4 C dried black beans
2½ quarts (10 cups) water
2-3 fresh sprigs oregano, or 1 T dried
3 bay leaves
6 small or 3 large sage leaves
1 t salt
4 T olive oil
2 yellow onions, chopped
2 chopped peppers – bell pepper, Anaheim, or jalapeño (your choice, depending on taste for heat), seeds, stems and ribs discarded
6 cloves crushed garlic
2 T chili powder
1-2 t puréed chipotle in adobo, chipotle Tabasco, or chipotle powder (to taste)
1 T cumin, (crushed whole toasted cumin seed is best, if possible)
1 C orange juice
Juice of 1 lime
2 T rice wine vinegar
salt to taste

Garnish:

Sour cream
Chopped cilantro
Lime wedges
Avocado wedges

Rinse and sort the beans, discarding any stones or shriveled beans. You can soak the beans overnight in cold water (cover with several inches of water) OR pour enough boiling water over them to cover by a few inches and soak them for an hour OR skip the pre-soaking step. Soaking will speed up the cooking process. Add beans to a large pot with water. Add oregano, bay leaves, sage and salt. Bring the beans to a boil and reduce heat to a simmer. Cook until the beans are soft, but not quite done. The time will vary depending on how large, dry, or old your beans are, and if you have pre-soaked them, from anywhere from 30 minutes to an hour and a half.
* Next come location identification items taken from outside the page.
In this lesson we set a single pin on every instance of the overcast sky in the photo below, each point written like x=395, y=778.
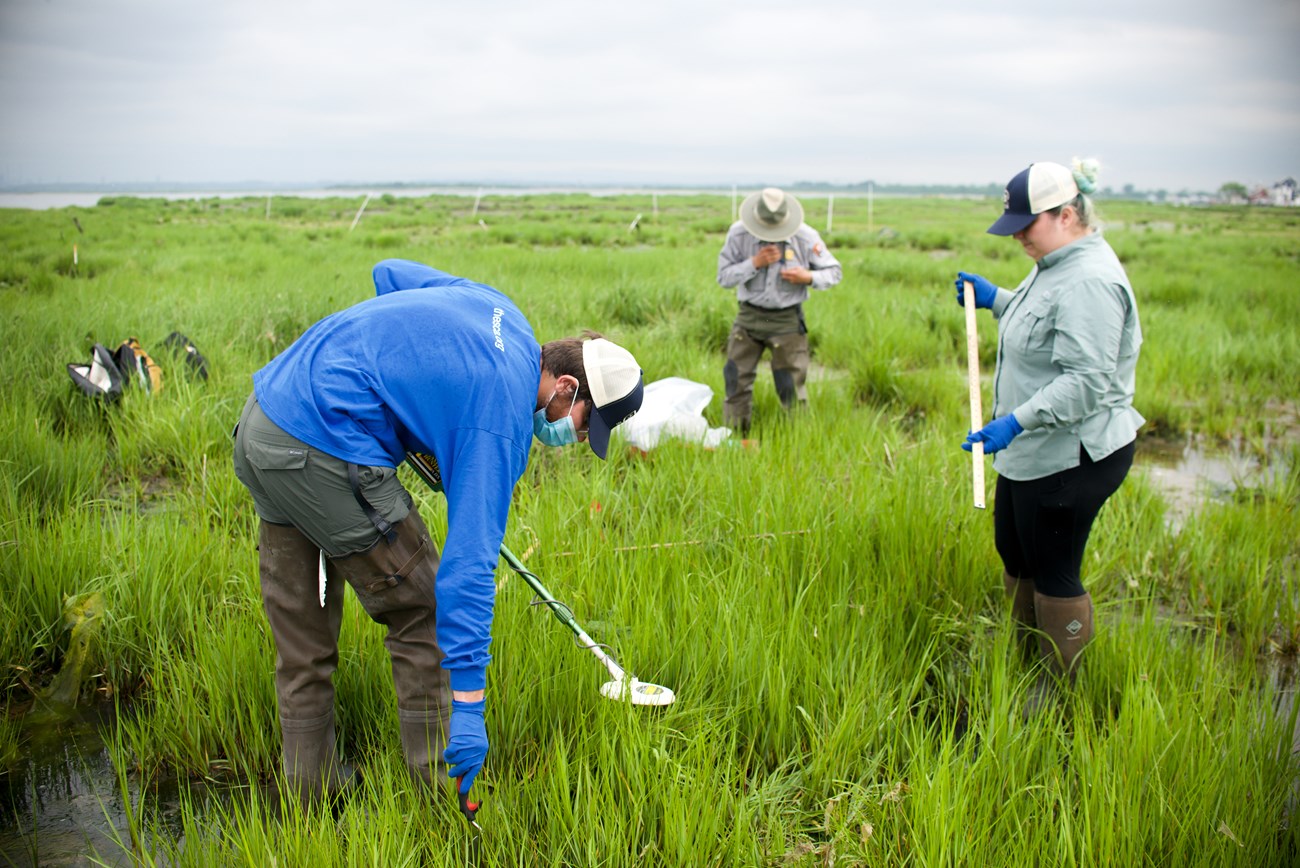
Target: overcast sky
x=1168, y=94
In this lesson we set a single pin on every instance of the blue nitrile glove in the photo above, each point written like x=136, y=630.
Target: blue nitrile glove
x=467, y=745
x=996, y=435
x=984, y=291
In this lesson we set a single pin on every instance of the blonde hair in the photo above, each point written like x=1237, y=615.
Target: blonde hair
x=1084, y=172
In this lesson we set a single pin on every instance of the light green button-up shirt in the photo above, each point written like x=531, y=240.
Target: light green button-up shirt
x=1067, y=342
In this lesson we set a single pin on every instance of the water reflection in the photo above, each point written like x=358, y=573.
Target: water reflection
x=1191, y=473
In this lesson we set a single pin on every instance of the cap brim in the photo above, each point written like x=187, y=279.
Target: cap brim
x=597, y=434
x=602, y=420
x=1010, y=224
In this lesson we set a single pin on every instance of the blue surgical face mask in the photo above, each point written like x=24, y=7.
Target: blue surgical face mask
x=558, y=433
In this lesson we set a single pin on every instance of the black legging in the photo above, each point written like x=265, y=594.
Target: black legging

While the beans are cooking, sauté onions and peppers in olive oil until soft. Add chili powder, chili purée, cumin, and garlic. Sauté until spices are fragrant. Remove from heat. When the beans are cooked, fish out and discard the bay leaves, stems of oregano, and sage leaves from the pot. Remove, but reserve, extra cooking liquid until there is about ½ inch of liquid above beans. Add the onion mixture and salt to the pot of beans. Cook another hour or so until thickened. Add reserved liquid if needed. Add half of the orange juice, and simmer. Adjust chili heat at this point – you may or may not want to add more of your chili paste. Just before serving, add remaining orange juice, lime juice, and vinegar. Salt to taste. Garnish with chopped fresh cilantro. Serve with corn tortillas, and/or rice, and garnishes.

 


Gratin of White Bean, Zucchini, Tomato

white bean gratin

We first posted this recipe three years ago, after it had become a perennial favorite in our households. A go-to for using up summer zucchini, this gratin is hearty enough to satisfy winter appetites. The zucchini can be replaced with delicata or butternut, but you’ll have to increase the cooking time. The gratin also could be assembled and baked in the oven for about 30 minutes before being broiled.  We demoed this for USBG as part of our January heirloom bean theme; we used fresh dried beans rather than canned ones. The original recipe came from The Washington Post so many years ago they don’t have it in their archives any more!

3 T olive oil
3 zucchini, cut into chunks
1 onion, chopped
3 garlic cloves, chopped
1 ½ C canned plum tomatoes, with their juice
2 T fresh thyme
4 basil leaves, torn into small pieces
1 15-oz can white beans – cannellini, navy or great northern, drained and rinsed
salt and pepper to taste
3/4 C shredded Parmesan cheese

Heat a skillet and add olive oil; when oil is hot, add zucchini and saute over medium-high heat until lightly browned; remove with slotted spoon and reserve.  Add onion and garlic, turn heat down, cover and cook gently, stirring occasionally to prevent scorching, five minutes, until onion is soft and translucent.  Add tomatoes, bring to a simmer, cook another five minutes.  Add thyme, basil, beans and zucchini.  Simmer five minutes, taste for seasoning.  Pour mixture into a gratin dish and top with shredded cheese. Place gratin under pre-heated broiler five minutes or until cheese is lightly brown and melted.  Serve immediately.